Known as the Bullard Thermal Imager, volunteers Pete Mehok and Shawn Terry say they've used the imager twice since purchasing the $16,000 unit in September. Funding to purchase the imager came through a $10,000 grant from Sen. Tom Butler and the department's annual family portrait fundraising project.
Placing his hand on the cover of a magazine and holding it there for 30 seconds – then lifting his hand up and pointing the imager down to the cover of the magazine, Terry explained how super-sensitive the imager is and how it works.
"All objects have a certain temperature and emit waves of thermal energy called infrared radiation. The hotter the object, the more energy waves are emitted. A thermal imaging device translates these energy waves into a viewable image to display a black and white picture of a scene," Terry said.
On the screen of a thermal imager, hottest objects show as white, coolest objects show as black and features of other objects show as varying shades of gray.

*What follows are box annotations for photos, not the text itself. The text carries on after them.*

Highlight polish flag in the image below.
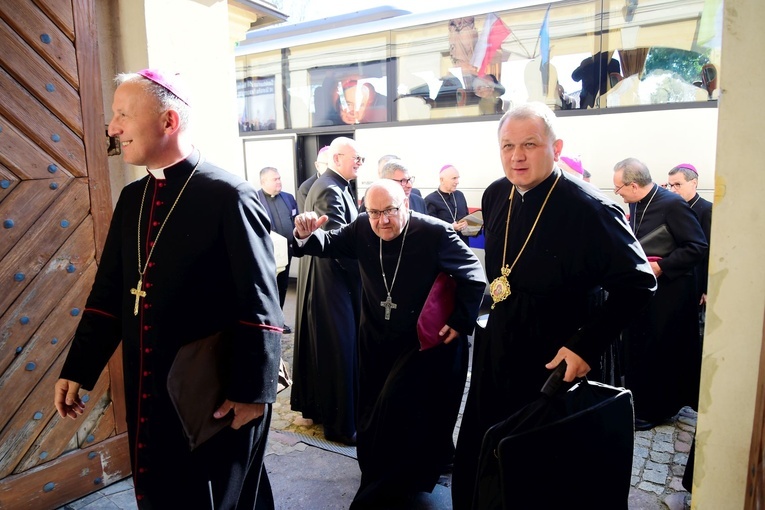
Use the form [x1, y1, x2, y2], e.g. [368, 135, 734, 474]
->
[470, 12, 511, 76]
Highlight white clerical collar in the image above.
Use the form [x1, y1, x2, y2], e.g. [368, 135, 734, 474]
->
[146, 147, 194, 181]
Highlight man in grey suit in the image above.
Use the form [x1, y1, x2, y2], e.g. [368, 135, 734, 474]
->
[290, 137, 364, 444]
[380, 159, 428, 214]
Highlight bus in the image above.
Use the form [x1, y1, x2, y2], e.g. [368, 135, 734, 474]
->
[235, 0, 722, 220]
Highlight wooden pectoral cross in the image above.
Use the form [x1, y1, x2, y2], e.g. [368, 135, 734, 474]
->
[380, 294, 397, 321]
[130, 278, 146, 315]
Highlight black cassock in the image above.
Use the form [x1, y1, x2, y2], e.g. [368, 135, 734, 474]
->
[290, 169, 361, 442]
[452, 168, 656, 509]
[624, 184, 708, 422]
[304, 213, 485, 508]
[61, 151, 284, 509]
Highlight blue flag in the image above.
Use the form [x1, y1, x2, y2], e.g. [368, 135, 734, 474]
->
[539, 4, 552, 96]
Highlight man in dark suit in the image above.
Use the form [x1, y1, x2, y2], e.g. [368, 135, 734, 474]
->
[667, 163, 712, 306]
[54, 69, 284, 510]
[295, 145, 329, 213]
[290, 137, 364, 444]
[380, 159, 428, 214]
[258, 166, 298, 334]
[667, 163, 712, 502]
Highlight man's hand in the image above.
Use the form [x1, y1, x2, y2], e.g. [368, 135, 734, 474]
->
[213, 400, 266, 430]
[53, 379, 85, 419]
[294, 211, 329, 239]
[452, 220, 468, 232]
[545, 347, 591, 382]
[438, 324, 460, 344]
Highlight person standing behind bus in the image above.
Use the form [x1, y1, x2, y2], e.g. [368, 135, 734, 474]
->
[295, 145, 329, 213]
[380, 159, 428, 214]
[258, 166, 298, 335]
[290, 137, 364, 445]
[452, 103, 656, 510]
[613, 158, 708, 430]
[667, 163, 712, 306]
[425, 165, 468, 244]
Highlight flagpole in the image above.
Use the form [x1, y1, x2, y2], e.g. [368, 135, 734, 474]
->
[511, 32, 534, 59]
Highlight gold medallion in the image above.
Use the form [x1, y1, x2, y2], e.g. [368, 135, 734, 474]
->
[489, 264, 510, 310]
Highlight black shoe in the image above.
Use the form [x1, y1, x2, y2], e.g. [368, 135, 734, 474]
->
[635, 418, 661, 430]
[324, 432, 356, 446]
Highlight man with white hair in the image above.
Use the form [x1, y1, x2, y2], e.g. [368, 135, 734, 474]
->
[295, 179, 486, 509]
[290, 137, 365, 445]
[380, 159, 428, 214]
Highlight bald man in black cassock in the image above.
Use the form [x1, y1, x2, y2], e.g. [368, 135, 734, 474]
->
[54, 70, 284, 510]
[452, 103, 656, 510]
[295, 179, 486, 509]
[290, 137, 364, 445]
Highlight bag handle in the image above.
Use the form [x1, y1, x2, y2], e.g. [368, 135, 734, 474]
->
[541, 359, 587, 397]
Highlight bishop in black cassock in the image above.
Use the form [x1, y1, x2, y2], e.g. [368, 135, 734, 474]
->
[296, 180, 485, 509]
[56, 71, 284, 510]
[452, 103, 656, 510]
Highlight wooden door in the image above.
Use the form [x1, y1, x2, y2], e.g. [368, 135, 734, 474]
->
[0, 0, 130, 509]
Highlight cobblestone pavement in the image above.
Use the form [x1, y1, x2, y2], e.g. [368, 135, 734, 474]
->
[59, 282, 696, 510]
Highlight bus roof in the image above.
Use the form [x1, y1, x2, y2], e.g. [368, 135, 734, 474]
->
[235, 0, 565, 56]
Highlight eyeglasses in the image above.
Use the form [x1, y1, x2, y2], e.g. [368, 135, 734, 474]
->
[367, 207, 399, 220]
[337, 152, 367, 165]
[391, 176, 414, 186]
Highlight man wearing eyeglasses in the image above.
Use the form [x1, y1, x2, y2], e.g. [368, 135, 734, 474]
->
[613, 158, 708, 430]
[294, 179, 486, 510]
[380, 159, 428, 214]
[290, 137, 364, 445]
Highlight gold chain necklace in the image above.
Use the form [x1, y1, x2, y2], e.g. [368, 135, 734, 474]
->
[635, 185, 659, 237]
[489, 174, 561, 310]
[130, 154, 202, 315]
[380, 214, 411, 321]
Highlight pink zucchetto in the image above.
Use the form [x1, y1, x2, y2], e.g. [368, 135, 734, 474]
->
[136, 69, 191, 106]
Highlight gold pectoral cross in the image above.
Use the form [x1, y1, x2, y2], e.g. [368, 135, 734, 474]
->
[380, 294, 396, 321]
[130, 278, 146, 315]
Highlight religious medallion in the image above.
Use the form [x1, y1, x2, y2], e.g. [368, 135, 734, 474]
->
[489, 264, 510, 310]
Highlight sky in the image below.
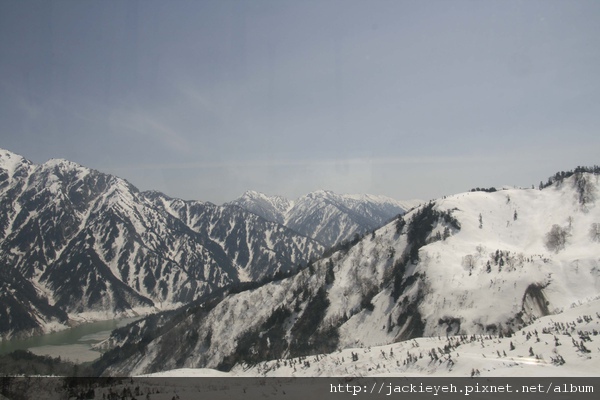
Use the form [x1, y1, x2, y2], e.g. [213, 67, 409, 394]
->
[0, 0, 600, 204]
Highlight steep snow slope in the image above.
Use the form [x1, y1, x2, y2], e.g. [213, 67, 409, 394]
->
[0, 150, 323, 337]
[150, 300, 600, 377]
[94, 173, 600, 374]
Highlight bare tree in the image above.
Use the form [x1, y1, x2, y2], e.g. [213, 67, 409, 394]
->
[546, 224, 570, 253]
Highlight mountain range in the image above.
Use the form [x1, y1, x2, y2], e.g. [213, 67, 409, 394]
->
[229, 190, 420, 248]
[96, 167, 600, 376]
[0, 150, 404, 338]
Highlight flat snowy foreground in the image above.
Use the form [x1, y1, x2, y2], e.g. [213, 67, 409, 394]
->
[143, 300, 600, 377]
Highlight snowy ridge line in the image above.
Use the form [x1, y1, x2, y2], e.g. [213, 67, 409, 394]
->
[96, 174, 600, 375]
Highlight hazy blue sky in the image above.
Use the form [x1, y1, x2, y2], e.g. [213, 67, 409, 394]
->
[0, 0, 600, 203]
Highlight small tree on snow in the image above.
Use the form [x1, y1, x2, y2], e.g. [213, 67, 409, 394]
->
[590, 222, 600, 242]
[546, 224, 569, 253]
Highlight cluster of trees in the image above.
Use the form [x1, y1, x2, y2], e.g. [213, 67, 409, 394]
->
[539, 165, 600, 190]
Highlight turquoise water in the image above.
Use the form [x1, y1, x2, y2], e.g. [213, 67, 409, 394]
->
[0, 317, 139, 362]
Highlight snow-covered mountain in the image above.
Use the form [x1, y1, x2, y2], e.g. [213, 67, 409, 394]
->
[144, 300, 600, 377]
[229, 190, 420, 247]
[0, 150, 323, 337]
[97, 169, 600, 375]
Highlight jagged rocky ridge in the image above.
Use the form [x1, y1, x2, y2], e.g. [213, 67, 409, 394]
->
[229, 190, 420, 248]
[96, 171, 600, 375]
[0, 150, 323, 337]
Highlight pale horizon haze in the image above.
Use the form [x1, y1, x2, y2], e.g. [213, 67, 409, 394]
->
[0, 0, 600, 204]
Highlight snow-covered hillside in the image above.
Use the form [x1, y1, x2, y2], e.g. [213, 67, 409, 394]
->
[229, 190, 421, 247]
[0, 150, 323, 337]
[95, 172, 600, 374]
[149, 300, 600, 377]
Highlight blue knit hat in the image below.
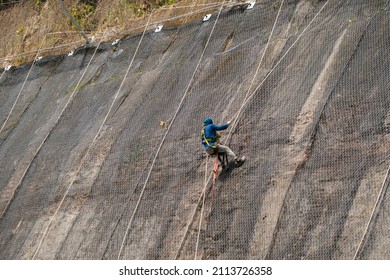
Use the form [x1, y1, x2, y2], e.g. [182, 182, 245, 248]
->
[203, 118, 213, 125]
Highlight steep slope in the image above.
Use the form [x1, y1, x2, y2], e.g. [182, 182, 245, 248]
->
[0, 0, 390, 259]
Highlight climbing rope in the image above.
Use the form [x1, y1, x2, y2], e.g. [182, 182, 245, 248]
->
[118, 1, 229, 259]
[34, 8, 150, 257]
[0, 49, 40, 136]
[0, 69, 5, 81]
[191, 0, 284, 257]
[193, 154, 209, 260]
[187, 0, 329, 256]
[28, 30, 109, 259]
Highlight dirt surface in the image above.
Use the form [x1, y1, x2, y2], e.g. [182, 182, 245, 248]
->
[0, 0, 390, 259]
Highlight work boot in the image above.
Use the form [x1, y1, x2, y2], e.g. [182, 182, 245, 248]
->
[236, 156, 246, 166]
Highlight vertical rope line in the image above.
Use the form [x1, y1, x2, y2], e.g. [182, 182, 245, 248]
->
[33, 10, 150, 259]
[225, 0, 284, 141]
[29, 29, 109, 259]
[225, 0, 329, 143]
[194, 154, 209, 260]
[118, 0, 226, 259]
[0, 44, 41, 133]
[183, 0, 329, 258]
[0, 69, 5, 82]
[0, 32, 96, 220]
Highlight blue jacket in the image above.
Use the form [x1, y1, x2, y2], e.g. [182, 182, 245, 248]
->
[201, 123, 229, 150]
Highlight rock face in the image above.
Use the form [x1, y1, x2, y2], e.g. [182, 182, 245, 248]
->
[0, 0, 390, 259]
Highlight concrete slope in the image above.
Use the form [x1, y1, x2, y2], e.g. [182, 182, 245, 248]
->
[0, 0, 390, 259]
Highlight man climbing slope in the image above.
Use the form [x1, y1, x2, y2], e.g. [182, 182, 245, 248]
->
[201, 118, 245, 165]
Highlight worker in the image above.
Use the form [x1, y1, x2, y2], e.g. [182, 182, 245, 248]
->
[201, 118, 245, 165]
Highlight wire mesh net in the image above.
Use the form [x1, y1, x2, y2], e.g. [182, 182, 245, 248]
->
[0, 0, 390, 259]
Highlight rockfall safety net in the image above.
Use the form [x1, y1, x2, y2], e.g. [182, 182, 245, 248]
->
[0, 0, 390, 259]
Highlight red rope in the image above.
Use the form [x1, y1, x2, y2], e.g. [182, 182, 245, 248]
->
[211, 152, 219, 203]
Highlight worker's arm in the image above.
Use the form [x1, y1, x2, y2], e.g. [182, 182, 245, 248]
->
[213, 123, 229, 130]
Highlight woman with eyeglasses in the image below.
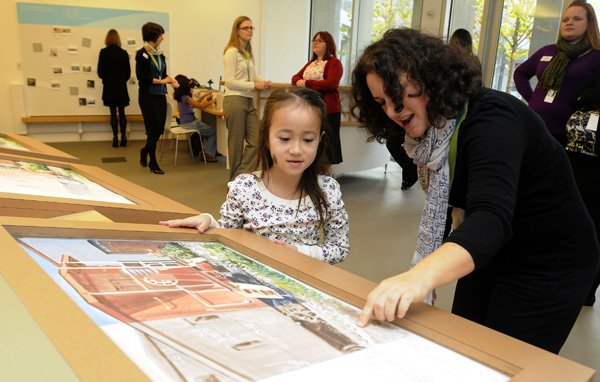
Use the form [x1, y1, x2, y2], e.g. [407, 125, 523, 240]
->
[223, 16, 271, 179]
[292, 31, 344, 164]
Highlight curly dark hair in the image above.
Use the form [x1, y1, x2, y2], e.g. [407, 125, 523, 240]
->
[351, 28, 481, 143]
[257, 86, 331, 226]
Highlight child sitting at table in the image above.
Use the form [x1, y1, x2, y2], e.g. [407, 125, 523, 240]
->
[160, 87, 350, 264]
[173, 74, 217, 162]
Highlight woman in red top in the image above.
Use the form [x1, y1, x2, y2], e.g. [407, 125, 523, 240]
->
[292, 31, 344, 164]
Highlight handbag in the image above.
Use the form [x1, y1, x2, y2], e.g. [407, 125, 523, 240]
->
[566, 110, 600, 156]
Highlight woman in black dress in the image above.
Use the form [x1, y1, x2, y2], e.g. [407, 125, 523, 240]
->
[98, 29, 131, 147]
[135, 22, 179, 174]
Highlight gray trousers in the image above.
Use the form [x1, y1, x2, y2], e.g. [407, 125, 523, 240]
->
[223, 96, 259, 180]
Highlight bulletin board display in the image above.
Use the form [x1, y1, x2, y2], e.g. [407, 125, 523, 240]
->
[17, 3, 169, 116]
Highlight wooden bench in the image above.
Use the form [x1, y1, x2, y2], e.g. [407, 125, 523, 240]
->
[21, 114, 144, 139]
[21, 114, 144, 123]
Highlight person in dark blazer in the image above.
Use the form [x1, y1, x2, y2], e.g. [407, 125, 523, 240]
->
[98, 29, 131, 147]
[135, 22, 179, 174]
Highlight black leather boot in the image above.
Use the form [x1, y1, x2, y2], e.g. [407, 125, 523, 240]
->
[140, 147, 148, 167]
[119, 115, 127, 147]
[110, 115, 119, 147]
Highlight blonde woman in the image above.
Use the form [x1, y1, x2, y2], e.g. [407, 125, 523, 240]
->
[223, 16, 271, 179]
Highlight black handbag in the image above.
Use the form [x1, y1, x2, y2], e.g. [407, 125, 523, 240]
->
[566, 110, 600, 156]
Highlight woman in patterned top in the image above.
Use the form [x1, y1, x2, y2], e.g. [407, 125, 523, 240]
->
[292, 31, 344, 164]
[160, 88, 350, 264]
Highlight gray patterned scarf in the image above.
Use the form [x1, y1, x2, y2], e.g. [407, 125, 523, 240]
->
[404, 115, 456, 304]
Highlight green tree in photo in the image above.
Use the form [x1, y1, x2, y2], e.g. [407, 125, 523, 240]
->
[498, 0, 536, 92]
[371, 0, 413, 42]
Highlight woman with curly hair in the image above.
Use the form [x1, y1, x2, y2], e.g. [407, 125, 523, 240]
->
[352, 29, 599, 353]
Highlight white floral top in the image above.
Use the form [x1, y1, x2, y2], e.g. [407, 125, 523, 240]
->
[213, 173, 350, 264]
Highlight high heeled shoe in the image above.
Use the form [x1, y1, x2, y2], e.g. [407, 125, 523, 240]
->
[140, 147, 148, 167]
[150, 165, 165, 175]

"The thermal picture helps us see through smoke, find fires and find victims who may be trapped inside a burning structure."
After pointing the imager down to the cover of the magazine, Terry flipped through several pages of the magazine. The thermal imager was able to pick up the infrared radiation left from when Terry placed his hand on the magazine's cover.
Mehok said the thermal imager can't see through walls, glass or solid objects, but they can detect the heat transferred to the surface of an object.
"Let's say for instance that you smell smoke in your home, but you can't find a visible fire anywhere that would indicate the origin of the smoke. You call us and we come out to your place to see what's going on. Before we had the thermal imager, we would have felt along the walls with our hands, possibly punch a few holes out and try to detect if the smoke and fire is actually coming from somewhere inside the walls," Mehok said. "With the thermal imager, we can point it to the walls and it will detect the heat that is coming from the source. We make the hole in the wall there and put out the fire. Now you don't have holes all over your walls. We've responded to the situation faster."
The Madison Fire Department is the only other fire department in Madison County to have a thermal imager in its possession.
"If it saves only one life, it's paid for itself," Mehok said.
"This is a valuable piece of equipment and easy to use. All of our volunteers have been trained to use it and I'm glad we have it as part of our continued effort to get the best fire fighting and lifesaving equipment available."